Since the start of the war in October, pressure has been building on the Security Council to call for a cease-fire. Its members, particularly the United States, have been criticized sharply for failing to uphold peace and stability in the world.

The U.S. ambassador, Linda Thomas-Greenfield, said the adopted resolution fell in line with diplomatic efforts by the United States, Qatar and Egypt to broker a cease-fire in exchange for the release of hostages held in Gaza. She said the U.S. abstained because it did not agree with everything in the resolution, including its failure to condemn Hamas’s Oct. 7 attacks.

“A cease-fire of any duration must come with the release of hostages — this is the only path,” Ms. Thomas-Greenfield said.

The U.S. had vetoed three previous resolutions calling for a cease-fire, agreeing with Israel’s position that it had a right to defend itself and that a permanent cease-fire would benefit Hamas. Those vetoes infuriated many diplomats and U.N. officials as the civilian death toll in the war rose inexorably. The U.S. position also created rifts even with some of its staunch European allies, including France.

Russia and China then vetoed two alternative resolutions put forth by the United States, the most recent one last Friday, because, they said, those documents did not clearly demand a cease-fire.

It remained unclear whether Israel or Hamas would heed the resolution’s call for a halt in hostilities.

Israel’s ambassador to the United Nations, Gilad Erdan, accused the Council of being biased against Israel because it had taken no action on helping secure hostages held captive in Gaza. He said all Council members should have voted “against this shameful resolution.”

The resolution passed on Monday also calls for ensuring access to Gaza for humanitarian aid.
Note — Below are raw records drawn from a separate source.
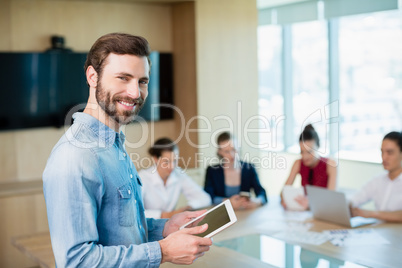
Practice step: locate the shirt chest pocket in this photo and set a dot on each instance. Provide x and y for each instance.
(127, 205)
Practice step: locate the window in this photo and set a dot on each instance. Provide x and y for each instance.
(310, 79)
(364, 81)
(370, 57)
(270, 88)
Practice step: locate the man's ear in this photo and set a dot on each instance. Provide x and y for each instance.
(92, 76)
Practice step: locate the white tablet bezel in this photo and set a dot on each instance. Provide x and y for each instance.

It also requires both sides to “comply with their obligations under international law in relation to all persons they detain.”

The Oct. 7 Hamas attacks in Israel killed roughly 1,200 people, according to authorities there; about 250 were taken hostage, about half of whom have been released.

In Gaza, more than 32,000 people have been killed by the Israeli bombardment and ground offensive, a majority of them women and children, the Gazan Health Ministry says. Israel’s airstrikes have also laid waste to vast areas of Gaza.

The U.S.-backed resolution that failed on Friday also condemned Hamas’s Oct. 7 attack and called for U.N. member states to restrict funding to the Palestinian armed group. The new resolution is far more concise. It deplores “all attacks against civilians” and “all acts of terrorism,” specifically singling out the taking of hostages.

Michael Crowley contributed reporting.